Given the availability of the C-terminal domain structure and its DNA binding activity, we also mutated residues on the basic surface patch (Figure 2), in both the isolated domain and the full-length H-subunit: R517E, K539E and 3M (K492E+K499E+K500E). We tested DNA binding, ATPase and nuclease activities (Supplementary Information, Supplementary Figures S7-S10, Supplementary Tables S3-S5). The results support a role for the C-terminal domain basic surface patch in binding to DNA and in the coupling DNA binding to ATP hydrolysis and long-range communication necessary for DNA cleavage (Supplementary Information).
The importance of H-subunit domain connectivity and complete heterotetrameric assembly to the activity of CglI
Since the isolated domains and domain fusions of H.CglI have biochemical activity, we reasoned that it may be possible to reconstitute full RE activity using different combinations of the domains/domain fusions along with the full-length R.CglI. We tested this by mixing different protein combinations at 1:1 stoichiometry, and then following the cleavage of pBR322 (contains 21 CglI target) at a reaction endpoint (37°C for 1 h), conditions under which the wild type proteins cut the DNA multiple times (Figure 5C). Although background levels of DNA cleavage were observed with some combinations, only the full-length H-subunit produced efficient DNA cleavage activity with the R-subunit. A similar conclusion could be drawn from measurements of ATP hydrolysis using combinations of the domains (Supplementary Table S5). This may be the consequence of inter-domain motions during ATP hydrolysis that cause disassembly of the complex unless the domains are connected as a single polypeptide. We note however that the DEAD-Z1 fusion was still capable of ATP hydrolysis, albeit 20-fold reduced compared to the full complex.
This data suggests that the DEAD, Z1 and C-terminal domains are all required for full RE activity.

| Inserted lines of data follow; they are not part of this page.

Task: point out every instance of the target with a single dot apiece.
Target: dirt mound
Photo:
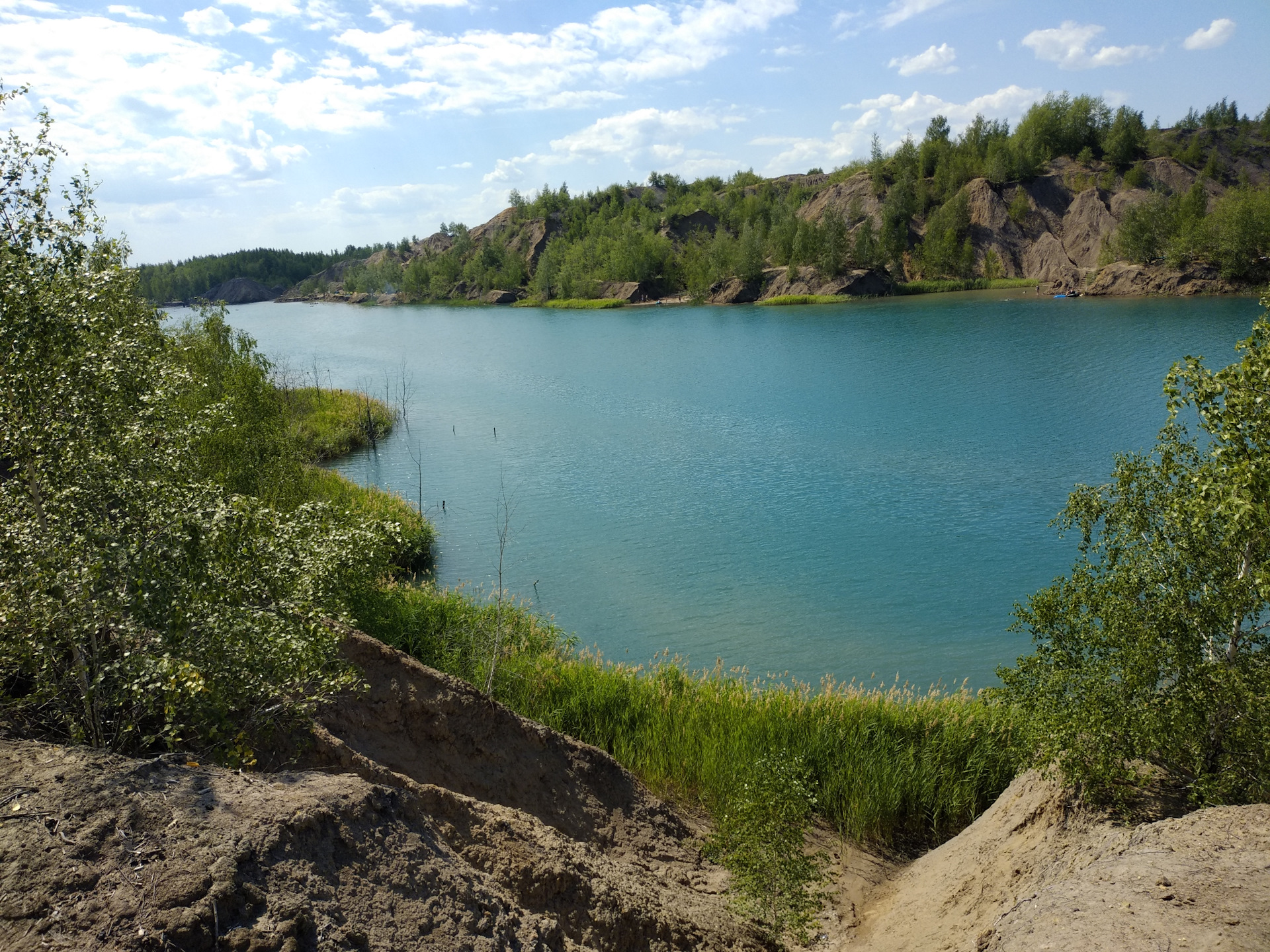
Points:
(241, 291)
(1037, 871)
(734, 291)
(854, 201)
(1126, 280)
(857, 282)
(681, 226)
(632, 291)
(437, 820)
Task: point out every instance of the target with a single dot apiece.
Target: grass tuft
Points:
(806, 300)
(593, 303)
(371, 503)
(893, 766)
(939, 287)
(331, 423)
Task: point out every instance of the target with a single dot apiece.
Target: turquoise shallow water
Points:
(859, 489)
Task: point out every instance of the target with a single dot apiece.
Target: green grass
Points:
(806, 300)
(596, 303)
(939, 287)
(331, 423)
(894, 767)
(890, 766)
(371, 503)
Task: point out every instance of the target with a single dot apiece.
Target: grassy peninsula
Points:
(178, 574)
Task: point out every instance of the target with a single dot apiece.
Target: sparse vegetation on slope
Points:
(947, 208)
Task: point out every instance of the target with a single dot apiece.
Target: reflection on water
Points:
(849, 489)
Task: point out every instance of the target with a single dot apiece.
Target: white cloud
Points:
(917, 108)
(653, 135)
(131, 100)
(901, 11)
(208, 22)
(937, 59)
(134, 13)
(1068, 46)
(842, 19)
(271, 8)
(1210, 37)
(662, 131)
(893, 117)
(573, 63)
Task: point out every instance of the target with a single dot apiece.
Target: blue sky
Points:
(314, 124)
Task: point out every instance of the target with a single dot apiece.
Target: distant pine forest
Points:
(976, 205)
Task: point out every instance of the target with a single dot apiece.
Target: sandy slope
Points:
(476, 830)
(1035, 873)
(429, 816)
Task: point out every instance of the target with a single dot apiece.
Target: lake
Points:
(857, 489)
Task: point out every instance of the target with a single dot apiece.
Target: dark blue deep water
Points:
(859, 489)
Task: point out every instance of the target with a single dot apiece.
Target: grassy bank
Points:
(371, 503)
(581, 303)
(806, 300)
(896, 767)
(329, 423)
(939, 287)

A key mechanistic question is why CglI is active as a tetramer with two H-subunits. Given our model and data, there are two separate helicase motors (Figure 1B). In the cleavage model, an R2H2 complex must translocate along DNA to communicate with a second enzyme at a distant target site. However, it isn’t immediately obvious why two motors would be needed. To begin to approach this problem, we isolated an R2H2 CglI complex without one C-terminal domain (R2HΔH.CglI) (Supplementary Information, Supplementary Figure S4). This complex assembles into the expected heterotetrametric complex (Supplementary Table S2). Surprisingly, this complex had a >5-fold reduction in ATPase activity (Supplementary Table S5) and a corresponding ∼60-fold reduction in the rate of cleavage of a one-site plasmid DNA (Figure 5D, Supplementary Table S4). Despite not being part of the dimerization interface (6), it appears that the C-terminal domains of both H-subunits are necessary for efficient ATPase and DNA cleavage activities.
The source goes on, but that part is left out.